The penalty was announced on May 29 following an investigation by the European Commission under the bloc's Digital Services Act (DSA), which requires large online platforms to better safeguard users from harmful products and content.
The EU said Temu exposed consumers to a "high risk" of unsafe goods sold through its platform, including baby toys and electronic chargers that did not comply with European safety standards.
The fine marks the second major penalty issued under the DSA, after Elon Musk's social media platform X was fined $120 million last year.
Temu said it disagreed with the decision and called the penalty "disproportionate."
"The decision relates to the commission's first DSA evaluation of Temu in 2024 and does not reflect the current state of our systems," the company said in a statement.
"Temu engaged constructively with the Commission throughout the process and has since taken further steps to strengthen risk assessment, platform governance, and user protection," the statement added.

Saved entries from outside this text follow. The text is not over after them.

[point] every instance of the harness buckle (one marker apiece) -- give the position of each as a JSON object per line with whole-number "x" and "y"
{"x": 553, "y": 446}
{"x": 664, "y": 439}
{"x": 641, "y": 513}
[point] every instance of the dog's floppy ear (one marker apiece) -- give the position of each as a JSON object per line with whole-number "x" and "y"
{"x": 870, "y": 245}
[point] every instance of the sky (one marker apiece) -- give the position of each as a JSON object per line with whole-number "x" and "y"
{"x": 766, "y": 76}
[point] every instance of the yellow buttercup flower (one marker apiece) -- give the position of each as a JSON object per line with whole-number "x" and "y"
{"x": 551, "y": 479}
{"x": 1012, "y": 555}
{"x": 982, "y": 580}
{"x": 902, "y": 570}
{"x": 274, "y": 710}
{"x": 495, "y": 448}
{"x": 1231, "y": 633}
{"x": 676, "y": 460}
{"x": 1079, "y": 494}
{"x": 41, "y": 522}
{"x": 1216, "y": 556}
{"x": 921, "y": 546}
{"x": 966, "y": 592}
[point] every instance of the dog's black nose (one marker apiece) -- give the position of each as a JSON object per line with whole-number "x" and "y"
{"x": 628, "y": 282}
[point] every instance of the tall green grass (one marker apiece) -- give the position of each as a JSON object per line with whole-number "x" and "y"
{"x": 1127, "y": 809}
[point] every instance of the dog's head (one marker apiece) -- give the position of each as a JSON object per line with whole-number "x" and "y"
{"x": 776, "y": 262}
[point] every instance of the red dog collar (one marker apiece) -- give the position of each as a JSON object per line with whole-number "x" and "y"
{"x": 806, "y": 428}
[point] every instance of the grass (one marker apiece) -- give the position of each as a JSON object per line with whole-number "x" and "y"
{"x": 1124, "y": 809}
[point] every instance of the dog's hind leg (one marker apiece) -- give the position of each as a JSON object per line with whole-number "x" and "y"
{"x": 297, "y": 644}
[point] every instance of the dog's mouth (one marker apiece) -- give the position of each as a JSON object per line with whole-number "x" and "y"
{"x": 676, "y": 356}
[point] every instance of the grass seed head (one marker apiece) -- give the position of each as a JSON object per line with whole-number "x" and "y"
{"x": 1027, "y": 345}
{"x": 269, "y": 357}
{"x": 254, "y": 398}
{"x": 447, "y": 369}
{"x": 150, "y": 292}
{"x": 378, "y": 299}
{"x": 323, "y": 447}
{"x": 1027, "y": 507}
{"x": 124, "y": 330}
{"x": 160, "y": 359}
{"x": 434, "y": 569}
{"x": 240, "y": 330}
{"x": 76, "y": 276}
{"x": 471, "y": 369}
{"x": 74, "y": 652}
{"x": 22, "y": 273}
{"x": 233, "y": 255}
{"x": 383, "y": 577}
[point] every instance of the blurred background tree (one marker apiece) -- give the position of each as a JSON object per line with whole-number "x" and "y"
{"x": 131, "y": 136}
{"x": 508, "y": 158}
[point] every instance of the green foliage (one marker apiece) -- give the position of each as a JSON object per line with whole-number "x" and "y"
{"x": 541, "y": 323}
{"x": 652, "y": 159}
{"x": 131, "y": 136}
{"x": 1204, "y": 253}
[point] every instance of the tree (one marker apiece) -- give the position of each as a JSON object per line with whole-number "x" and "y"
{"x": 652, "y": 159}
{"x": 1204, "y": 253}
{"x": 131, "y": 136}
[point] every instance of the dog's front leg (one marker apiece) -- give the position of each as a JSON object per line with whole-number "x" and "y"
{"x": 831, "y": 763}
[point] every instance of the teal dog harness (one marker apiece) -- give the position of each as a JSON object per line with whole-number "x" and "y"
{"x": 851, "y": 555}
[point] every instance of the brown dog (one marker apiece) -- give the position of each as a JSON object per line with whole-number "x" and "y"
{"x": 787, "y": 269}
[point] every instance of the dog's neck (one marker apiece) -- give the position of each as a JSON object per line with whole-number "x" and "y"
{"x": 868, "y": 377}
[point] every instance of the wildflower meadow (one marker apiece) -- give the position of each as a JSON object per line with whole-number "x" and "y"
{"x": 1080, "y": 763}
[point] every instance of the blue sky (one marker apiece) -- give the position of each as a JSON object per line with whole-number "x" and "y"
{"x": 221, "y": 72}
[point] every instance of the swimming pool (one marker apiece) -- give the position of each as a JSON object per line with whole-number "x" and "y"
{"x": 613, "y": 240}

Owned by PDD Holdings, which also operates the Chinese e-commerce platform Pinduoduo, Temu has grown rapidly by selling low-cost goods, ranging from clothing to household products, shipped directly from China. The platform has about 92 million users across the European Union.
According to the European Commission, Temu failed to properly identify and assess the risks posed by illegal or unsafe products sold through its marketplace.
Investigators conducted a "mystery shopping exercise" and found multiple "non-compliant" products, including electronic chargers that failed basic safety tests and baby toys containing excessive levels of chemicals or detachable parts that posed suffocation risks.
European Commission Executive Vice-President Henna Virkunnen said Temu's failures represented a serious breach of the EU's digital rules. "Risk assessments are ‘not box-ticking exercises,'" Virkunnen said in a prepared statement.
"Temu's risk assessment underestimates concrete risks, lacks specificity, is not grounded in solid evidence, and is not comprehensive," she added. "It leaves regulators, users, and the public in the dark about the true scale of potential harm posed by illegal products sold on Temu. Now it is time for Temu to comply with the law."
The commission said Temu must submit an "action plan" by the end of August outlining how it will fix the problems identified during the investigation.
Failure to comply could result in additional daily, weekly, or monthly fines, EU officials said.